Es indiscutible que la cultura contemporánea promueve un estándar de belleza casi imposible. Incluso en nuestro país, donde antaño se celebrara la figura de la famosa «criollita»[4] o se alabara a la mulata criolla, imágenes propias de nuestras raíces, de nuestra identidad, vemos hoy en día cómo se imitan cada vez más estos estándares, estos modelos, estos ideales. Frases como «para lucir hay que sufrir» se han legitimado tanto como el tomar por cumplido (de los mejores) que alguien nos diga «te noto más delgada» o «has bajado de peso», expresionesa las cuales siempre respondemos con un placentero «gracias» y una amplia sonrisa.
Si la presencia de una modelo puede derrotar a personas racionales y hacernos sentir mal con nosotras mismas, entonces deberíamos preguntarnos cuál es el verdadero poder de la belleza y cómo y quién determina qué es bello.
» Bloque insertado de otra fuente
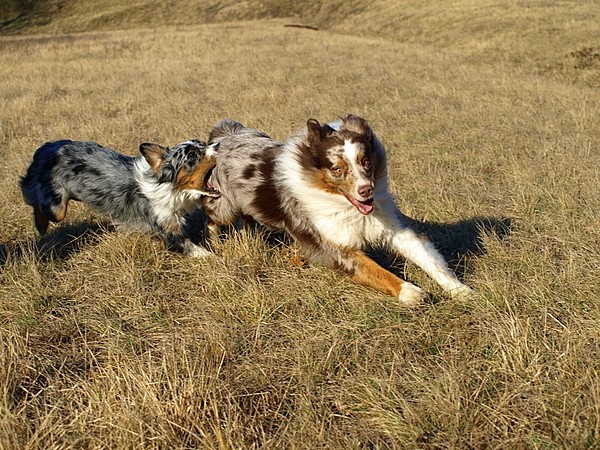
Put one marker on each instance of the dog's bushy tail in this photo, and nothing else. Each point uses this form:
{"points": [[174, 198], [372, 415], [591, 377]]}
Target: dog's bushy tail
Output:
{"points": [[225, 127], [43, 159]]}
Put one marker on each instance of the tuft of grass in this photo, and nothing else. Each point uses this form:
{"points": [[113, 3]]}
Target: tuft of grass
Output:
{"points": [[488, 112]]}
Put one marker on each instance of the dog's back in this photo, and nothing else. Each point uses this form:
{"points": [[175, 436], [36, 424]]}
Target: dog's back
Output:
{"points": [[245, 175]]}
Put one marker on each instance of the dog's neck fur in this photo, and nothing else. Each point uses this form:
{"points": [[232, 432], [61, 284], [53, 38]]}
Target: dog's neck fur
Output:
{"points": [[167, 204]]}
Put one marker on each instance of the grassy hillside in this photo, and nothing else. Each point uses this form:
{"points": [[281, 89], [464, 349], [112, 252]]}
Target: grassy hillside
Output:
{"points": [[489, 114]]}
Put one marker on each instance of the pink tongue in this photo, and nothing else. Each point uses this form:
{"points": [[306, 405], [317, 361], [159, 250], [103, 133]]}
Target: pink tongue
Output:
{"points": [[363, 208]]}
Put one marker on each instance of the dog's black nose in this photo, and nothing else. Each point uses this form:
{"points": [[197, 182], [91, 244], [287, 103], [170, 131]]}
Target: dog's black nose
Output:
{"points": [[365, 191]]}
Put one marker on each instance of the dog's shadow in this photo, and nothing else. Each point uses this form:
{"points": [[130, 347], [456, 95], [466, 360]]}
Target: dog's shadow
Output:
{"points": [[456, 241], [60, 243]]}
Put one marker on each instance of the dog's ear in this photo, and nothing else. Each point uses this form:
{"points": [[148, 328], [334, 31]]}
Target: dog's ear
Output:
{"points": [[357, 125], [154, 154], [317, 132]]}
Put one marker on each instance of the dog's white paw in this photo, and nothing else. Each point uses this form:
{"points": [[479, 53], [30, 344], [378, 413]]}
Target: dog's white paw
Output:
{"points": [[199, 252], [462, 292], [411, 295]]}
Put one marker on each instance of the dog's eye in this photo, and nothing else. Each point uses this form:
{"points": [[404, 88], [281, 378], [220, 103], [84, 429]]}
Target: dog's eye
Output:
{"points": [[337, 171]]}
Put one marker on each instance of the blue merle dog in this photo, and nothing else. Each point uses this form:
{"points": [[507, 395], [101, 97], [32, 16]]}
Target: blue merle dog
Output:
{"points": [[150, 192]]}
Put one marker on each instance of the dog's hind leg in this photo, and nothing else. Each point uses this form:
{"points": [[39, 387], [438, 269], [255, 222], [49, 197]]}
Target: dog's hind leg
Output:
{"points": [[60, 210], [41, 220], [43, 214]]}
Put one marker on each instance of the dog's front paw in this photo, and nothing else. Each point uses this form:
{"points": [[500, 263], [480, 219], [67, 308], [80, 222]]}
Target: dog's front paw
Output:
{"points": [[198, 252], [411, 295], [463, 292]]}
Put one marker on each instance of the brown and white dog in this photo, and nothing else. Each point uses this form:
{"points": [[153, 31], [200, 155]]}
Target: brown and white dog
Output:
{"points": [[328, 188]]}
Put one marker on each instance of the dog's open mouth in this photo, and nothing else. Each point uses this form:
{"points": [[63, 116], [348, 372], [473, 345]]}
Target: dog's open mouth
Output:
{"points": [[364, 207], [208, 187]]}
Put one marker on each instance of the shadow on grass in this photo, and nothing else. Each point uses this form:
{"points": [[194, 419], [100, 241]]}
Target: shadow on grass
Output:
{"points": [[60, 243], [456, 241]]}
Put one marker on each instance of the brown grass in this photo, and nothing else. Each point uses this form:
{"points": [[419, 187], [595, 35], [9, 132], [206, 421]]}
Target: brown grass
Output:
{"points": [[108, 341]]}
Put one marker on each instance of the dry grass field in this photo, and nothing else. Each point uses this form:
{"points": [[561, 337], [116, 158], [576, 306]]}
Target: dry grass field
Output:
{"points": [[490, 114]]}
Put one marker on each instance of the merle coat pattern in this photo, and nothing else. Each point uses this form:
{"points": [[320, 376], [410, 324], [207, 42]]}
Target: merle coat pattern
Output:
{"points": [[327, 187], [150, 192]]}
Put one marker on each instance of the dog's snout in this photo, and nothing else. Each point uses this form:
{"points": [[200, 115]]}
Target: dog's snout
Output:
{"points": [[365, 191]]}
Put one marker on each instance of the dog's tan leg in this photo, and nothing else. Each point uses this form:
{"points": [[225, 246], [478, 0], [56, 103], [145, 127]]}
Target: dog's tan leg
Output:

El poder debe ejercerse con equidad y con respeto a la diversidad y a lo identitario de cada individuo y de cada pueblo.
[1] O chulikoooh. Es una prenda de calle femenina típicamente iraní, consistente en una simple pieza de tela semicircular abierta por delante que se coloca sobre la cabeza, cubriendo todo el cuerpo salvo la cara.
[2] Es un tipo de velo que se ata a la cabeza sobre un cobertor de cabeza y que cubre la cara, a excepción de una abertura en la zona de losojos para que la mujer pueda ver a través de ella.
[3] Fragmento de canción de Las Krudas, agrupación cubana de rap. Sus dos integrantes se declaran como grupo feminista, autónomo y lésbico.
[4] En el argot popular cubano para referirse a las mujeres voluptuosas.